Amazon is rolling out some new cloud storage instances for corporate customers looking to run data-intensive workloads on the Amazon Web Services cloud.
More specifically, the new D2 instances were built for processing multi-terabyte data sets on Amazon's constantly-scaling Elastic Compute Cloud (EC2).
AWS chief evangelist Jeff Barr described the new instances in a blog post on Tuesday as "building blocks that you can use to build a complete storage system."
Running on Intel Xeon (a.k.a.

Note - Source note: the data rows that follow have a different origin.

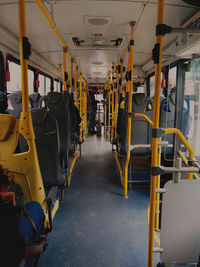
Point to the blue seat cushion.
(35, 211)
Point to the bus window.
(152, 86)
(15, 78)
(41, 84)
(55, 86)
(30, 81)
(191, 122)
(48, 85)
(172, 79)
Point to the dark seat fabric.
(48, 147)
(3, 103)
(140, 128)
(56, 104)
(74, 121)
(16, 103)
(35, 211)
(35, 100)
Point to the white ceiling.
(70, 16)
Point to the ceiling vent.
(193, 2)
(97, 73)
(97, 21)
(97, 42)
(97, 62)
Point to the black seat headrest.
(139, 98)
(54, 97)
(35, 97)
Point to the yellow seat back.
(23, 167)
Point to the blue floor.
(95, 225)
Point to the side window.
(55, 86)
(41, 84)
(152, 85)
(172, 79)
(15, 78)
(30, 81)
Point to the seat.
(75, 120)
(140, 131)
(35, 100)
(23, 167)
(179, 234)
(57, 107)
(48, 148)
(15, 100)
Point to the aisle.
(95, 225)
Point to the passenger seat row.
(141, 131)
(55, 122)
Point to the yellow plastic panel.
(23, 166)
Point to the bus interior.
(100, 133)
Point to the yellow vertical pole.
(80, 108)
(121, 77)
(71, 75)
(130, 92)
(157, 197)
(84, 108)
(109, 83)
(156, 117)
(76, 86)
(64, 69)
(113, 103)
(26, 127)
(24, 62)
(105, 113)
(116, 100)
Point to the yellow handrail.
(71, 75)
(130, 91)
(109, 81)
(155, 236)
(156, 118)
(182, 139)
(52, 24)
(105, 113)
(113, 104)
(76, 86)
(119, 168)
(186, 162)
(145, 117)
(116, 101)
(71, 167)
(64, 69)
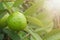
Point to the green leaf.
(8, 5)
(13, 35)
(1, 36)
(53, 35)
(35, 21)
(34, 8)
(17, 3)
(23, 36)
(35, 35)
(1, 6)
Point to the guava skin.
(17, 21)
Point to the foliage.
(40, 23)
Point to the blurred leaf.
(1, 6)
(35, 35)
(53, 35)
(17, 3)
(35, 21)
(34, 8)
(32, 38)
(12, 34)
(23, 36)
(2, 14)
(8, 5)
(1, 36)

Haswell) processors and Turbo technology, AWS is touting four instance sizes with a base clock frequency at 2.4 GHz and starting price tag of $0.690 for six terabytes of storage.
The largest D2 instance option promises up to 48 terabytes of storage, capable of running up to 3,500 MB/second read and 3,100 MB/second write rates when launched with the most recent version of the Amazon Linux AMI image, according to Barr.
The new D2 instances are ready for deployment starting today across Amazon's US East (Northern Virginia), US West (Oregon), Europe (Ireland), Europe (Frankfurt), Asia Pacific (Tokyo), Asia Pacific (Singapore), and Asia Pacific (Sydney) availability regions as On-Demand, Reserved Instances, or Spot Instances.
This week's debut follows up some new C4 instances designed for processor-intensive applications, which rolled out in January.
AWS also finally pushed out its larger and faster Elastic Block Store (EBS) volumes two weeks ago, first promised at the re:Invent 2014 developer conference last November.